Estes ganhos revelaram-se efémeros face ao avanço dos extremos políticos e, a confirmar-se na segunda volta das eleições no próximo domingo, poderá prenunciar um cenário bipolar para as eleições presidenciais de 2027, para as quais estas eleições autárquicas são um ensaio geral, segundo a agência de notícias espanhola EFE.
Por isso, os líderes socialista Olivier Faure e o conservador Bruno Retailleau (Os Republicanos) pediram um cordão sanitário para manter os extremos fora da equação.
Esta é uma posição precária para os socialistas, que poderão ver a sua vitória ameaçada em alguns dos seus bastiões, como Paris e Marselha, caso rejeitem uma fusão com a França Insubmissa (LFI, extrema-esquerda, de Jean-Luc Mélenchon), embora Faure tenha rejeitado qualquer pacto nacional com estes.
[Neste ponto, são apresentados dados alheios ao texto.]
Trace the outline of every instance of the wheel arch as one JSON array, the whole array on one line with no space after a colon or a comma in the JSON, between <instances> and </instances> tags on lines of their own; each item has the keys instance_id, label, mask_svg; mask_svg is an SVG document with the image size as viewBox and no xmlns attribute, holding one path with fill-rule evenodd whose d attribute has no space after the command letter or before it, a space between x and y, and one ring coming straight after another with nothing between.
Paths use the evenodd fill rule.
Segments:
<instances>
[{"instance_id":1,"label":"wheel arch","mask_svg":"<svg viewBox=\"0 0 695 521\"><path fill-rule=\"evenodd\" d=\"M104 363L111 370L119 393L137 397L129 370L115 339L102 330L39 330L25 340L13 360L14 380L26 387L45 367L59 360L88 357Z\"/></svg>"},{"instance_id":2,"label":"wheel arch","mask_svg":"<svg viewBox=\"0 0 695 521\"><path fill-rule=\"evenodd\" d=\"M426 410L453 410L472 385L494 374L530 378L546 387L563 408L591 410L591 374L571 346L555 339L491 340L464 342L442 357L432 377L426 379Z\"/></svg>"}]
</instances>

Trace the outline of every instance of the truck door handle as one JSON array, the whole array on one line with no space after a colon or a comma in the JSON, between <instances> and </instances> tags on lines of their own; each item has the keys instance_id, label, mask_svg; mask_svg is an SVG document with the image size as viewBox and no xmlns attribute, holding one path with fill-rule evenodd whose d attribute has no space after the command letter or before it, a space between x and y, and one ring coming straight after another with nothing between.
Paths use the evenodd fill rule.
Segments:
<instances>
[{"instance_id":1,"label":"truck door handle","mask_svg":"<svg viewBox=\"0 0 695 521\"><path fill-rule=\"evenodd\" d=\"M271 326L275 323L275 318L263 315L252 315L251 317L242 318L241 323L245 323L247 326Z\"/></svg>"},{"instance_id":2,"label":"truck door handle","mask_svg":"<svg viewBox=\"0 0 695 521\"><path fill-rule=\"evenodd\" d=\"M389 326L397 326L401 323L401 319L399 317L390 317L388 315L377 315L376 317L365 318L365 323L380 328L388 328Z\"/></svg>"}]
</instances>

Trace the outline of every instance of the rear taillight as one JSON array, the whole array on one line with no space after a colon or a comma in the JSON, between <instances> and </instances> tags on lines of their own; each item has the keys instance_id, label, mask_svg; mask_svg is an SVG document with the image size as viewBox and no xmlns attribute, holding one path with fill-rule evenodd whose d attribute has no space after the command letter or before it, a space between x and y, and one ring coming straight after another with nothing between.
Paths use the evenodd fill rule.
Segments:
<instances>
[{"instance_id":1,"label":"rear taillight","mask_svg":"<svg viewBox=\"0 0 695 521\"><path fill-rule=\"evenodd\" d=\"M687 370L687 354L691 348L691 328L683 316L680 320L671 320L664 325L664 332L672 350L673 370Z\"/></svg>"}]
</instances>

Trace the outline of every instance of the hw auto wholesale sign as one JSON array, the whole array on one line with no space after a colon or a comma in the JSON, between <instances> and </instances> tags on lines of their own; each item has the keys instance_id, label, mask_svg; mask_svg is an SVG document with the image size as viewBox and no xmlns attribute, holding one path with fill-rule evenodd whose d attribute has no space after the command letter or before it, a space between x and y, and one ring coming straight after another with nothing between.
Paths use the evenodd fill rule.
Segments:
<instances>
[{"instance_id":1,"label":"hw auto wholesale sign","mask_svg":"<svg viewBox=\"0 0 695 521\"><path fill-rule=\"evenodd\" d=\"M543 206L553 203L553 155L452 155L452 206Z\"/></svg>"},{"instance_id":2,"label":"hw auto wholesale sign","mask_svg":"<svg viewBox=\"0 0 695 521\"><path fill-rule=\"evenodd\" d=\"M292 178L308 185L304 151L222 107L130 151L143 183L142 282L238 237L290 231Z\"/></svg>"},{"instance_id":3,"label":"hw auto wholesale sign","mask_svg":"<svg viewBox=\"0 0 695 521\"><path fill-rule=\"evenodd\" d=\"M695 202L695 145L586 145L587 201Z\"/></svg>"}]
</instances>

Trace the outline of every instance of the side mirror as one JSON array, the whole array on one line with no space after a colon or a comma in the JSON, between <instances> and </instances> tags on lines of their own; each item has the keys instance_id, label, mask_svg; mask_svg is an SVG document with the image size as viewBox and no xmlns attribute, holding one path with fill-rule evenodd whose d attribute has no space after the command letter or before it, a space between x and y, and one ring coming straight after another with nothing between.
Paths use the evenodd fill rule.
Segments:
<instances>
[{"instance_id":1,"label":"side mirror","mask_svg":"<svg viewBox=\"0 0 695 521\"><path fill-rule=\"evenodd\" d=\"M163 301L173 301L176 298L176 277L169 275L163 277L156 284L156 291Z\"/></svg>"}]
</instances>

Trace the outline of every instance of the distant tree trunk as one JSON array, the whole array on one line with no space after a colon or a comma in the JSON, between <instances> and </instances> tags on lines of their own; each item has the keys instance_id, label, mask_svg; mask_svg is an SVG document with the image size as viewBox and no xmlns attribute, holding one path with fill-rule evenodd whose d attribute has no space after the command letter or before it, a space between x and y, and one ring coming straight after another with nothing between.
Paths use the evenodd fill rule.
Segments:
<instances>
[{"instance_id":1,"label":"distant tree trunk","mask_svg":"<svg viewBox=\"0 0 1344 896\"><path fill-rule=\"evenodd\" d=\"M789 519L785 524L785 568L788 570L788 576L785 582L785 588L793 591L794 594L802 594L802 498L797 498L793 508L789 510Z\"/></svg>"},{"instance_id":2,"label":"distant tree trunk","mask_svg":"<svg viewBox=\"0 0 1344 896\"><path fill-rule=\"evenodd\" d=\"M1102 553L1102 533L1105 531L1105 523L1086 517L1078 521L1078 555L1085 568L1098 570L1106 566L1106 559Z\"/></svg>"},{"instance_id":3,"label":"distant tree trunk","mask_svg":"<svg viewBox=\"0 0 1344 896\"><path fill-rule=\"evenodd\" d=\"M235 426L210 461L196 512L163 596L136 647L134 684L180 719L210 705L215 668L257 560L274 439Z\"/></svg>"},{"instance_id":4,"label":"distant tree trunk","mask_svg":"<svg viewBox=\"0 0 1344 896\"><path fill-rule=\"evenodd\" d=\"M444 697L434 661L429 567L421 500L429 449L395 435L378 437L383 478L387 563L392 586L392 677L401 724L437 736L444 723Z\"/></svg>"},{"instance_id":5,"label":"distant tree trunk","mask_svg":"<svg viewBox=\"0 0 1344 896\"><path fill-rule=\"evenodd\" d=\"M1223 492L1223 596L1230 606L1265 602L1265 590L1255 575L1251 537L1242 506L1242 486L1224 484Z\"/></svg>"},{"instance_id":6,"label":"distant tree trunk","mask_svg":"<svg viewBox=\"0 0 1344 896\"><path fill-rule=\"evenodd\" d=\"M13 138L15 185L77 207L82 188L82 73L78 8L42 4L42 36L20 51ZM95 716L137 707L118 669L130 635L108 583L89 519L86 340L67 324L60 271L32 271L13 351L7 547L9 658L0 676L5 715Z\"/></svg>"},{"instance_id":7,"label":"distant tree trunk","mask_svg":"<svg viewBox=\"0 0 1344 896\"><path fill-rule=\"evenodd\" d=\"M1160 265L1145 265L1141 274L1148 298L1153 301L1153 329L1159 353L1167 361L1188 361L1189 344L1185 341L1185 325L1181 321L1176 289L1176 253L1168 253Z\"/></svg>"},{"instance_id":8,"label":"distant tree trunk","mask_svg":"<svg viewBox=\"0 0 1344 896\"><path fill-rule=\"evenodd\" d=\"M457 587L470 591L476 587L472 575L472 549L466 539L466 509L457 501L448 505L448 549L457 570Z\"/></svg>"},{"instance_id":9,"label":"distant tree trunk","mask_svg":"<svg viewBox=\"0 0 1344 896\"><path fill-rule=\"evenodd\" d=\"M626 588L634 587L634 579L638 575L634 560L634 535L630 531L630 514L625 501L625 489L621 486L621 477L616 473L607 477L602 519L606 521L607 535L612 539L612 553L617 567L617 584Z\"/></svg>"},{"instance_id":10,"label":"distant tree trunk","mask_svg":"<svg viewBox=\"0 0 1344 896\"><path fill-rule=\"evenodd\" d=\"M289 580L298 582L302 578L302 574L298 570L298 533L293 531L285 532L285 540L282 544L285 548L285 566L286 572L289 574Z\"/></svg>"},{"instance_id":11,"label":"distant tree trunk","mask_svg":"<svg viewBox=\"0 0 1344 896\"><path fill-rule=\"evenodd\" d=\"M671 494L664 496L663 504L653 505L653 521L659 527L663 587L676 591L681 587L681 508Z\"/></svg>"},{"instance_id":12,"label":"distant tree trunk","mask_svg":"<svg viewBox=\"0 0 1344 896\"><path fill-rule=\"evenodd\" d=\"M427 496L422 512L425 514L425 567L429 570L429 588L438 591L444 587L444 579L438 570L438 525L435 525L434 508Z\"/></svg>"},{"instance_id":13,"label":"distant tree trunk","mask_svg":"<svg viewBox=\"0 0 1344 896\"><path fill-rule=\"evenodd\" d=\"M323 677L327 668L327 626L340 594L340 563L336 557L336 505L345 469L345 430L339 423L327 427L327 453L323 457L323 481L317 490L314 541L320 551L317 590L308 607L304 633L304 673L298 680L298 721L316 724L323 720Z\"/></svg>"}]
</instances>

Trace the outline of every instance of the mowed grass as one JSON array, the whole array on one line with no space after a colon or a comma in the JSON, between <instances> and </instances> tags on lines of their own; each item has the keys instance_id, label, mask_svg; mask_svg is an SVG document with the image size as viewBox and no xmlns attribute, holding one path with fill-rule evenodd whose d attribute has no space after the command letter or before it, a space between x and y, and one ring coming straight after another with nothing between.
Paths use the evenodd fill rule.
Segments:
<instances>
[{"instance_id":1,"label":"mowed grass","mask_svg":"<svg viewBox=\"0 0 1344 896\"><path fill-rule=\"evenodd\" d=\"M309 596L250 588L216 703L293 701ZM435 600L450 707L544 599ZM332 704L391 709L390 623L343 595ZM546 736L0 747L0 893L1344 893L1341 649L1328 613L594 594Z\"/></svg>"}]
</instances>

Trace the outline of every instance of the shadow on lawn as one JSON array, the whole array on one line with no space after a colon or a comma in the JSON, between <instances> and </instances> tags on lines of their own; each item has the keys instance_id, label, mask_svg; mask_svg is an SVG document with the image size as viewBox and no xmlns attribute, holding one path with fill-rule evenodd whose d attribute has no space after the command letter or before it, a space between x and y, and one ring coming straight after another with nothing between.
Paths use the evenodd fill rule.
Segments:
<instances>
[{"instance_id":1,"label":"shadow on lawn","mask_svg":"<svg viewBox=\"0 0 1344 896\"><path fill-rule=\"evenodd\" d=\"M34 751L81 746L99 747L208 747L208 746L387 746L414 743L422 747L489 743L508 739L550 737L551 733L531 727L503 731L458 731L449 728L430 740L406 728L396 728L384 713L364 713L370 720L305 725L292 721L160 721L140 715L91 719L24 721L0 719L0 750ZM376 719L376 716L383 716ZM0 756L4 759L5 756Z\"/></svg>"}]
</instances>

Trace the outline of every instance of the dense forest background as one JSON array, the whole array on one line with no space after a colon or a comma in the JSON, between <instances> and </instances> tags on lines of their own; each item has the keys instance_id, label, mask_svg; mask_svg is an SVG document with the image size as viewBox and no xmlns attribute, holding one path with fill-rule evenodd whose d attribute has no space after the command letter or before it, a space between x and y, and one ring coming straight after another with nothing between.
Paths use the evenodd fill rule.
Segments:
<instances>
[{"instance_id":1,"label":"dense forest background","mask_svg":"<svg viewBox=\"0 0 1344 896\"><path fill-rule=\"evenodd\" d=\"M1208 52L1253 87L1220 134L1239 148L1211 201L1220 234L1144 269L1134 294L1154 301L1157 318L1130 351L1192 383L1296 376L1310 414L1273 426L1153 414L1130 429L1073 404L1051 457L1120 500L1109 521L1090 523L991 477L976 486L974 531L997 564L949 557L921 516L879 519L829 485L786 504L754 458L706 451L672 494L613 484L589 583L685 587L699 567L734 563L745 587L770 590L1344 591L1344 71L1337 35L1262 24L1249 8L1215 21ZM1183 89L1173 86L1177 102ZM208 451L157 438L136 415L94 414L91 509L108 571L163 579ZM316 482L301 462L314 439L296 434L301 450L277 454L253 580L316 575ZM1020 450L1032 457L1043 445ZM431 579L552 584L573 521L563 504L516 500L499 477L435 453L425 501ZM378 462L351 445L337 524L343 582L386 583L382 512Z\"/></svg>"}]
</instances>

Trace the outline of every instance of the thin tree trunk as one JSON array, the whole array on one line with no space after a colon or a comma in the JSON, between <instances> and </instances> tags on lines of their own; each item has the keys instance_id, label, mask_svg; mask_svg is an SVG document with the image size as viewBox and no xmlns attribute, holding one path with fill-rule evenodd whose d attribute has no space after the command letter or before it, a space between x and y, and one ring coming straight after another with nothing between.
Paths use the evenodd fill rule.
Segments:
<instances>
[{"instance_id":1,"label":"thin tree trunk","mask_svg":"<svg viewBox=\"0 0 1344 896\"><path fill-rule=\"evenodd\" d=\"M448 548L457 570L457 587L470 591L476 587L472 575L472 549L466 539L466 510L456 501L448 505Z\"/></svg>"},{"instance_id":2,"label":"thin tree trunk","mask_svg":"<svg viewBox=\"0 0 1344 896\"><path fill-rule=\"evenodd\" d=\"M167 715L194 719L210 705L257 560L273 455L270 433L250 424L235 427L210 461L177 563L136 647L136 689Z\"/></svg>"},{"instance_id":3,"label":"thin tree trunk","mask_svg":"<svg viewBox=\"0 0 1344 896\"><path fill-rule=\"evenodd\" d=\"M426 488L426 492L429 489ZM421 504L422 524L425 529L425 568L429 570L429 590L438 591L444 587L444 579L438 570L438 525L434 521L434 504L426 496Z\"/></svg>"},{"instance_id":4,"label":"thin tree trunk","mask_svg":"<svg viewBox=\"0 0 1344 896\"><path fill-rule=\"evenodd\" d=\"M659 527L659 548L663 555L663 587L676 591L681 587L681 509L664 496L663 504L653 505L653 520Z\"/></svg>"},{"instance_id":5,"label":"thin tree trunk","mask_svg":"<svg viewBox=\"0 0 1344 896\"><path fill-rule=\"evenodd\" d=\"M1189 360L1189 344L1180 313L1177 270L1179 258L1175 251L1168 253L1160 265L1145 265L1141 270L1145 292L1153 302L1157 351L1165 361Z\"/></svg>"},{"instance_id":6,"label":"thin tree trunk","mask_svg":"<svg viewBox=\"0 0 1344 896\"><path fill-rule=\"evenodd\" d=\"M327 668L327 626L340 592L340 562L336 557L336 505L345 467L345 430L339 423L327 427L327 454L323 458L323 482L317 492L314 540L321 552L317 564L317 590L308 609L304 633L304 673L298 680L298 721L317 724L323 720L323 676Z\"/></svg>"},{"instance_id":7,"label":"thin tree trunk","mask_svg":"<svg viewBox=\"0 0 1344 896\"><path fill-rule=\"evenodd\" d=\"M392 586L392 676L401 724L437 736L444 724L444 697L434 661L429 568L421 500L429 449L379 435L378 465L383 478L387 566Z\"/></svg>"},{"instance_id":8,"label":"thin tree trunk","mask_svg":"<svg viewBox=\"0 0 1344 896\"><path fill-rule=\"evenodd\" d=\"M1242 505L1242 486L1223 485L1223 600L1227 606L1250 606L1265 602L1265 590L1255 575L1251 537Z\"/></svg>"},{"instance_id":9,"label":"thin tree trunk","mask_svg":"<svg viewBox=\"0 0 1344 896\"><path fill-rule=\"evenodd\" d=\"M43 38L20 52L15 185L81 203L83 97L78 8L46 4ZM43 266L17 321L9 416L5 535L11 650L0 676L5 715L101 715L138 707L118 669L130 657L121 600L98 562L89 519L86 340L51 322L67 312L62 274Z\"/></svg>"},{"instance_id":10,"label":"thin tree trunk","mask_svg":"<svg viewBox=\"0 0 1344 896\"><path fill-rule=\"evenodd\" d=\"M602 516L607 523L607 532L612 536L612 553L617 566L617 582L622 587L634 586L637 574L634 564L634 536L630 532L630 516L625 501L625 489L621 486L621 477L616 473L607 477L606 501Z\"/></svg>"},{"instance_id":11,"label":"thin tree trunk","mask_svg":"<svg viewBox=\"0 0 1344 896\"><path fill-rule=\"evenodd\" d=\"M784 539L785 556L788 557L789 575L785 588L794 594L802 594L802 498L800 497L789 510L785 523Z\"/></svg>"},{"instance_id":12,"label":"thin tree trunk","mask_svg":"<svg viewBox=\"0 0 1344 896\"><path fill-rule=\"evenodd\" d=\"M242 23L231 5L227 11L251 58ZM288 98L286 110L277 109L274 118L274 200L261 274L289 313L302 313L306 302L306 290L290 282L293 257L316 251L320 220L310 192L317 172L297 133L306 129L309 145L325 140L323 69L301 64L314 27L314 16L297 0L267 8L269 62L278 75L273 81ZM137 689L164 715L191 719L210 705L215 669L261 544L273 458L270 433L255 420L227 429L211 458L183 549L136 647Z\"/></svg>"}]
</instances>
Qualquer acordo terá de ser feito pontualmente.
Isto abre caminho a negociações antes da segunda volta das autárquicas, que se estenderão até terça-feira, quando todas as listas de candidatos deverão estar finalizadas para a votação do próximo domingo.
Os candidatos que obtiverem mais de 10% dos votos poderão manter as suas listas ou fundi-las.
Esta situação poderá ser crucial tanto em Paris como em Marselha, onde os candidatos socialistas receberam a maioria dos votos, mas onde a eleição dependerá das alianças que formarem.
Na capital francesa, Emmanuel Grégoire, antigo braço direito da atual presidente da câmara, Anne Hidalgo (socialista), concorreu em aliança com comunistas e verdes, e obteve cerca de 40% dos votos, contra 25% da conservadora Rachida Dati (Os Repubicanos/Movimento Democrático).
Grégoire alertou, entretanto, que “a direita pode vencer” se “unir as suas forças”.
A sua única fonte de votos poderia vir dos votos conquistados pela esquerdista Sophia Chikirou (França Insubmissa), que obteve 12% e alertou que só desistirá se for formada uma lista conjunta com a de Grégoire.
Dati, antiga ministra da Cultura de Emmanuel Macron, terá de contar com o centrista Pierre-Yves Bournazel, que também obteve 12% dos votos e a quem pediu para unir forças.
A disputa está também tensa em Marselha (sul), onde o atual presidente da câmara socialista, Benoit Payan, obteve 38% dos votos, mas vê a sua posição ameaçada pela ascensão do extremista de direita Franck Alliso, que obteve 33%.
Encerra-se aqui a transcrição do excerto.